9.31 Involuntary admission on medical certification; patient's rightto a hearing.
(a) If, at any time prior to the expiration of sixty days from the date of involuntary admission of a patient on an application supported by medical certification, he or any relative or friend or the mental hygiene legal service gives notice in writing to the director of request for hearing on the question of need for involuntary care and treatment, a hearing shall be held as herein provided. The patient or person requesting a hearing on behalf of the patient may designate the county where the hearing shall be held, which shall be either in the county where the hospital is located, the county of the patient's residence, or the county in which the hospital to which the patient was first admitted is located. Such hearing shall be held in the county so designated, subject to application by any interested party, including the director, for change of venue to any other county because of the convenience of parties or witnesses or the condition of the patient upon notice to the persons required to be served with notice of the patient's initial admission.
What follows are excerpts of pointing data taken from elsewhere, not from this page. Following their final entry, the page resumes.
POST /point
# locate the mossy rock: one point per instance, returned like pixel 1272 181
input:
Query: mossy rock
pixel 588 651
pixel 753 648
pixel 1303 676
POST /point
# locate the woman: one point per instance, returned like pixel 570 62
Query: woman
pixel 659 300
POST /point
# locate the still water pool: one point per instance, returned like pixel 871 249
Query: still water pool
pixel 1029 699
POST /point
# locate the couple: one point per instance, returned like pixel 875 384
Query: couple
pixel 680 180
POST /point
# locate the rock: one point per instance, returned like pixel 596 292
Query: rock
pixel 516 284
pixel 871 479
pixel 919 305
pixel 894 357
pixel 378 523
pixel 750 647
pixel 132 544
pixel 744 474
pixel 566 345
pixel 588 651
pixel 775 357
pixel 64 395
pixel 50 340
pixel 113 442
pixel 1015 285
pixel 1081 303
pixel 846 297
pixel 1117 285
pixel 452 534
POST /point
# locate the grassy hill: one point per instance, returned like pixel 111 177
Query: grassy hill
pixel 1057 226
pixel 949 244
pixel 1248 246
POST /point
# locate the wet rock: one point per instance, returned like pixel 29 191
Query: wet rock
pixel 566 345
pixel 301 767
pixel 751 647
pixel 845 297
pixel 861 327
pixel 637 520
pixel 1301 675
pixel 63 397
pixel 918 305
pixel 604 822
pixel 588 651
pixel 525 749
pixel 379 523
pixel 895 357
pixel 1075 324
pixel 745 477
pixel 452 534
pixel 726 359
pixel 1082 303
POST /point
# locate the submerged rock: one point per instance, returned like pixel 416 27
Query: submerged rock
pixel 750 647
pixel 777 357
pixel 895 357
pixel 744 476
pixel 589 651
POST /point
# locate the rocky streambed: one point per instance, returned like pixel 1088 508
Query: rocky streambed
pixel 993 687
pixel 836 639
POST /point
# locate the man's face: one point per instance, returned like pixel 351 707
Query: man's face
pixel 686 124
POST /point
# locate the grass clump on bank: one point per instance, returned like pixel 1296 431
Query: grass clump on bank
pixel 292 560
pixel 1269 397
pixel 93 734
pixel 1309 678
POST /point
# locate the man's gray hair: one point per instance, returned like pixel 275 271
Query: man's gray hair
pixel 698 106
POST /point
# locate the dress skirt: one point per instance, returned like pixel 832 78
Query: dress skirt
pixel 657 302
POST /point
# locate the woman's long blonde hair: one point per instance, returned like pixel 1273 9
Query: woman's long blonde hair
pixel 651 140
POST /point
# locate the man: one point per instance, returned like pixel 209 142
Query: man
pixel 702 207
(b) It shall be the duty of the director upon receiving notice of such request for hearing to forward forthwith a copy of such notice with a record of the patient to the supreme court or the county court in the county designated by the applicant, if one be designated, or if no designation be made, then to the supreme court or the county court in the county where such hospital is located. A copy of such notice and record shall also be given the mental hygiene legal service.
(c) The court which receives such notice shall fix the date of such hearing at a time not later than five days from the date such notice is received by the court and cause the patient, any other person requesting the hearing, the director, the mental hygiene legal service, and such other persons as the court may determine to be advised of such date. Upon such date, or upon such other date to which the proceeding may be adjourned, the court shall hear testimony and examine the person alleged to be mentally ill, if it be deemed advisable in or out of court. If it be determined that the patient is in need of retention, the court shall deny the application for the patient's release. If the patient is in a psychiatric hospital maintained by a political subdivision of the state or in a general hospital the court, upon notice to the patient and the mental hygiene legal service and an opportunity to be heard, may order the patient transferred to the jurisdiction of the department for retention in a hospital operated by the state designated by the commissioner or to a private facility having an appropriate operating certificate for retention therein for the balance of the period for which the hospital is authorized to retain the patient. If it appears, however, that the relatives of the patient or a committee of his person are willing and able properly to care for him at some place other than a hospital, then, upon their written consent, the court may order the transfer of the patient to the care and custody of such relatives or such committee. If it be determined that the patient is not mentally ill or not in need of retention, the court shall order the release of the patient.
(d) If the court shall order the release of the patient, such patient shall forthwith be released.
(e) The department or the director of the hospital authorized to retain or receive and retain such patient, as the case may be, shall be immediately furnished with a copy of the order of the court and, if a transfer is ordered, shall immediately make provisions for the transfer of such patient.
(f) The papers in any proceeding under this article which are filed with the county clerk shall be sealed and shall be exhibited only to the parties to the proceeding or someone properly interested, upon order of the court.